Eleven chapters follow this introduction; each takes up a particular school of Gnosticism. We begin by examining the earliest known figures, from Simon Magus as portrayed in Acts 8 up to the Cainites (an eponymous group who worshipped Cain for his dominance known to us only through the more rigorous of the Catholic Fathers). Ch. 3 analyzes Sethian (what P. calls ‘Classical’) Gnosticism; ch. 4 is an illuminating look at how the creation accounts in Genesis were used and adjusted by Gnostics. The next two chapters take up Basilides and Valentinus respectively, while ch. 7 collects various groups under what P. calls a ‘Three-Principle System’. Here P. shows how the fall from unity – the One giving way to some sort of dyad – runs through much of Gnosticism in general and some more obscure groups (e.g., Naassenes, Peratics, Docetists, Sethians) in particular. Ch. 8 handles various Coptic Gnostic writings of uncertain provenance; ch. 9 is a much welcomed look at the ‘secret sayings’ found in the Gospel and in the Acts of Thomas (as well as the Hymn of the Pearl and the Book of Thomas the Contender), late 1st or early 2nd century logia which have found more credibility among pseudo-scholars today than they ever did in antiquity. Ch. 10 is one of the best treatments of Hermetic Gnosis I have seen in any contemporary scholarship, P. very attentive to how Hermetism differs from traditional Gnosticism in significant ways. He next treats Manichaeism, known to most today through the pen of Saint Augustine, while ch. 12 takes up the Mandaeans, a surviving Aramaic group whose writings and liturgies still reveal many of the tenets of ancient Gnosticism examined hitherto.

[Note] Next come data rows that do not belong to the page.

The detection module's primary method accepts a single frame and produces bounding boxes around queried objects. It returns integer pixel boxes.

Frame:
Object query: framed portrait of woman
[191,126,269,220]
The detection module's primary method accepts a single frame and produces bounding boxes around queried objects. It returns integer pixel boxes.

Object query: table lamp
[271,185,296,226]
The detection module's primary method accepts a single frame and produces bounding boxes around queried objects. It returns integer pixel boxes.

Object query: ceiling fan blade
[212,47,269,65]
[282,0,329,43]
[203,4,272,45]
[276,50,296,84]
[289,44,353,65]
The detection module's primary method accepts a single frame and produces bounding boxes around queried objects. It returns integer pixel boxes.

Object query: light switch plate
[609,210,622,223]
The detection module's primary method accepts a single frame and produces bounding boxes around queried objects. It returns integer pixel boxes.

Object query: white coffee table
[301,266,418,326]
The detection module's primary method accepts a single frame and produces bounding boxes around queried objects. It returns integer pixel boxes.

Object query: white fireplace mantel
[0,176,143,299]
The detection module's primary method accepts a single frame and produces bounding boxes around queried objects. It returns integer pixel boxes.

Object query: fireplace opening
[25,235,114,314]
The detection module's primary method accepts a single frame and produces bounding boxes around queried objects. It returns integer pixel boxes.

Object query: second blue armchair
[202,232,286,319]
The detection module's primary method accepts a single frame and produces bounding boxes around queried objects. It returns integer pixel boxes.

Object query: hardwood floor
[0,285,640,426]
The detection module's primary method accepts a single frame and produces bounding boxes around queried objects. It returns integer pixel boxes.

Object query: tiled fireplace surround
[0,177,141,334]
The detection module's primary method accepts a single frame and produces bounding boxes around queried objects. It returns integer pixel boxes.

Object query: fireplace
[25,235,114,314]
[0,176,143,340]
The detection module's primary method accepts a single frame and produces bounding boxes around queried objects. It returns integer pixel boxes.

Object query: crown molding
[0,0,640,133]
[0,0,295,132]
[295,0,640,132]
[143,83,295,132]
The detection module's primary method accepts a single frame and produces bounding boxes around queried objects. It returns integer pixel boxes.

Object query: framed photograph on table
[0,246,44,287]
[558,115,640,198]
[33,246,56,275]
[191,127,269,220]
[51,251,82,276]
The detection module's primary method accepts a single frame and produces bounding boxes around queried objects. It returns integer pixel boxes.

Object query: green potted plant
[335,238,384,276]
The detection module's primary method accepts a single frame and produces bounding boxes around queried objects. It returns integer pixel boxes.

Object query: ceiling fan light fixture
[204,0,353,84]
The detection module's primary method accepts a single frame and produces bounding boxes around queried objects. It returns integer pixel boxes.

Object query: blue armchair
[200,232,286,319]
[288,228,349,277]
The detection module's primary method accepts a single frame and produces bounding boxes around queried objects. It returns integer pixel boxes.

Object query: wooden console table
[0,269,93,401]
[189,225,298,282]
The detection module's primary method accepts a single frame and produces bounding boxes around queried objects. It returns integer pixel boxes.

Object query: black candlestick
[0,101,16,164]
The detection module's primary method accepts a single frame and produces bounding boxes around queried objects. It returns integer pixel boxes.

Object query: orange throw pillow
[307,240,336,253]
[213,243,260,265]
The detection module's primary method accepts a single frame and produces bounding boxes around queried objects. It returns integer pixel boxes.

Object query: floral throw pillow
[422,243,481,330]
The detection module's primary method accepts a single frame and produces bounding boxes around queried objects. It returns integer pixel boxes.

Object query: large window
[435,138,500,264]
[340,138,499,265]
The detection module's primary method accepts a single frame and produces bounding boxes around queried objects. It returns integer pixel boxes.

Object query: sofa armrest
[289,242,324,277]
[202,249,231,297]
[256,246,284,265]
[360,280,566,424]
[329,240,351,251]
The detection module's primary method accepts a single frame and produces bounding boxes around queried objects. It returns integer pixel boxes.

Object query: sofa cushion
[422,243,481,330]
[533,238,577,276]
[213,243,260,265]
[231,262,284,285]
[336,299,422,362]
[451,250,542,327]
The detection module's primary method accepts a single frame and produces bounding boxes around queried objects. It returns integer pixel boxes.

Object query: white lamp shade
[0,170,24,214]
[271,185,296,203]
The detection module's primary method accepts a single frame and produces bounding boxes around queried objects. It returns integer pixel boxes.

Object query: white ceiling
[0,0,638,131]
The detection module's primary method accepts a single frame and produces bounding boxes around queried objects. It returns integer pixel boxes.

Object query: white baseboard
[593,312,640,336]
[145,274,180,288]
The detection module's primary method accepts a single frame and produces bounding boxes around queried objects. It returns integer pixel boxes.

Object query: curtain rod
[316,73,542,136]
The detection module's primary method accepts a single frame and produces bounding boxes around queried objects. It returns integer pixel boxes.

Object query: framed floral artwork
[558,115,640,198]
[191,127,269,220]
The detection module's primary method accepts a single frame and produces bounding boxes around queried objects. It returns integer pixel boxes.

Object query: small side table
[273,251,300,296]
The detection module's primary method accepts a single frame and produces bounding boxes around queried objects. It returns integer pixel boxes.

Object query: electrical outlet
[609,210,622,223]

In each of these chapters P. is accurate and even-handed, taking great care to introduce the reader to the central persons and works of each school of Gnosticism. P.'s work thus proves timely in that such precision deserves a place next to more popular books like Ehrman's Lost Christianities, where the gnostic schools are presented only through the lens of the church's supposed fear and consequent suppression. Gnosticism is much more than an oppressed ideology, with complexities and nuances worthy of rigorous study, and this is made richly evident here.